Hunter Killer – Chasse dans les abysses

clic décembre 20, 2018 Vues 100

Film d’action américain classique garantissant surprises et moments de tension.

Le Tampa Bay, un sous-marin Hunter Killer de l’US Navy, est dispersé dans les eaux russes: c’était sur les côtes d’un sous-marin soviétique avec lequel il jouait le chat et la souris, et maintenant le Pentagone ne sait pas s’il a été détruit ou si l’homme a été détruit. de son équipage sont toujours en vie. Le Pentagone craint également que la Russie se soit emparée des systèmes américains réservés qui ont été conservés. L’amiral Charles Donnegan invoque l’attaque immédiate, mais le contre-amiral John Fisk veut éviter à tout prix le déclenchement d’une troisième guerre mondiale, soutenu par la spécialiste de l’Agence de sécurité nationale, Jayne Norquist.

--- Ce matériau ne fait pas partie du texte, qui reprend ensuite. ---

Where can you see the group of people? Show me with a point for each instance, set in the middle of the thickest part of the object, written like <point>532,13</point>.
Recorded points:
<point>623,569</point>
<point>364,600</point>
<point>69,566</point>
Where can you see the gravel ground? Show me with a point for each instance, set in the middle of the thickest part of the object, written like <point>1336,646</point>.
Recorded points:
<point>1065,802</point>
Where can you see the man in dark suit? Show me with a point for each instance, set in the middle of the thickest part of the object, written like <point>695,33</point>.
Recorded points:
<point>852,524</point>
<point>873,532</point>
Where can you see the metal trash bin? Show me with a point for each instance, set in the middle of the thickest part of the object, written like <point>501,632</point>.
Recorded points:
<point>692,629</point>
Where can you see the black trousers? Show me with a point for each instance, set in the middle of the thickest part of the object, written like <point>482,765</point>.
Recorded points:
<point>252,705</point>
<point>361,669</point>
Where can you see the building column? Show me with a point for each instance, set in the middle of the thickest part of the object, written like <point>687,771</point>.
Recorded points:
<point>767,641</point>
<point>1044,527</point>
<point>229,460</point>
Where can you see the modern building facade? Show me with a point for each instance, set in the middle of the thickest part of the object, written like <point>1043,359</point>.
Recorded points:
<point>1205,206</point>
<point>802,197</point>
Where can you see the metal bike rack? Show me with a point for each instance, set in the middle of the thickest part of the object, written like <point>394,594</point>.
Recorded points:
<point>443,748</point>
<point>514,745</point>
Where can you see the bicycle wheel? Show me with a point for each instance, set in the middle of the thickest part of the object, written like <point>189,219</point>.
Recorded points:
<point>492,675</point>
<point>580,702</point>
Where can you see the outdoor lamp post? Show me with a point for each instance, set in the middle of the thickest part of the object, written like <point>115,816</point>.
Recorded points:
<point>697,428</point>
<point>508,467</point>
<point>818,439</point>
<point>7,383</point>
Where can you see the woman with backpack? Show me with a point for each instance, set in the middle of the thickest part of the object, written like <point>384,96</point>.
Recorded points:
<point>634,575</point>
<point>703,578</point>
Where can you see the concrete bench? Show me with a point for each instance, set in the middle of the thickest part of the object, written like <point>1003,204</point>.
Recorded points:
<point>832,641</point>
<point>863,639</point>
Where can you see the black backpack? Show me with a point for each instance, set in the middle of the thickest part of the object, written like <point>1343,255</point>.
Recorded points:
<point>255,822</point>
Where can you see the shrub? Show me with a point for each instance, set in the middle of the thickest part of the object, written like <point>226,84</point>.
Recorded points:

Donc, Fisk a la brillante idée d’envoyer dans la mer de Barents, où le Tampa Bay a disparu, un autre sous-marin, le USS Arkansas, et de le laisser conduire à une marine intrépide, le capitaine Joe Glass: un sous-marin qui ne respecte pas les règles et les protocoles. , également parce qu’il n’est jamais allé à Annapolis et sait qu’il n’ya « pas de formation » pour préparer son équipage à la situation à laquelle il est sur le point de faire face.

Apparemment Hunter Killer – Chasse dans les abyssesc’est le plus traditionnel des films de guerre des Yankees: mâchoires carrées, regards fixes, phrases à effets, scènes d’action et de tension, explosions et missions impossibles. Et Captain Glass est le plus classique des héros américains: le chien décontracté réfractaire à l’établissement, mais doté d’un instinct vital infaillible et du sang-froid nécessaire. À y regarder de plus près, de nouveaux éléments apparaissent cependant: des femmes occupant des postes de commandement (une en particulier et surprise) et des membres de l’équipage de l’USS Arkansas; le choix du capitaine de proposer à ses hommes « l’un d’entre eux »; une tendance générale, de la part des commandants militaires, à partager des informations confidentielles, même avec « l’ennemi russe »; une idée d’entraide, même contre cet ennemi, impensable du temps de John Wayne.

Hunter Killer – La chasse dans l’abîme devient donc ce qui fait la confiance d’un dirigeant et ses responsabilités vis-à-vis des subordonnés et de la communauté. Là où, en effet, l’amiral anglo-saxon Donnegan s’avère être une paruline facile à déclencher, le contre-amiral Fisk et le spécialiste Norquist (un homme et une femme noirs) font preuve d’une véritable intuition politique, tandis que le capitaine Glass fait preuve d’un sens pratique qui fait fi rhétorique militariste et « souverain » d’aller droit au but: ramener à la maison la peau de ses hommes et éviter une escalade de guerre incontrôlable. Glass parvient à tirer le capitaine russe Andropov de son côté, en lui disant « nous sommes frères » et en lui donnant respect et écoute.

Même le choix de la distribution est intéressant: alors que le rôle de Captain Glass est confié à la star la plus prévisible, à savoir le granit et l’expérimenté Gerald Butler, l’amiral Donnegan est un inattendu Gary Oldman en mode Doctor Strangelove Le contre-amiral Fisk est le rappeur Common et le capitaine Andropov est l’acteur suédois Michael Nyqvist, dans son dernier rôle avant la mort prématurée. Nyqvist est le centre émotionnel d’un film d’une autre manière superficielle: son visage véritablement souffrant donne à l’histoire une profondeur humaine inattendue, son regard perdu et en même temps conscient contraste avec le regard invariablement résolu de Butler. 

Hunter Killer – Chasse dans les abyssesest un film d’action américain classique avec quelques surprises et quelques moments de tension réelle, qui se laisse voir malgré la prévisibilité de l’intrigue et la non plausibilité de nombreuses scènes. Et le message qui communique est que nous devons douter des dirigeants prêts à prendre les armes sans réfléchir au préalable.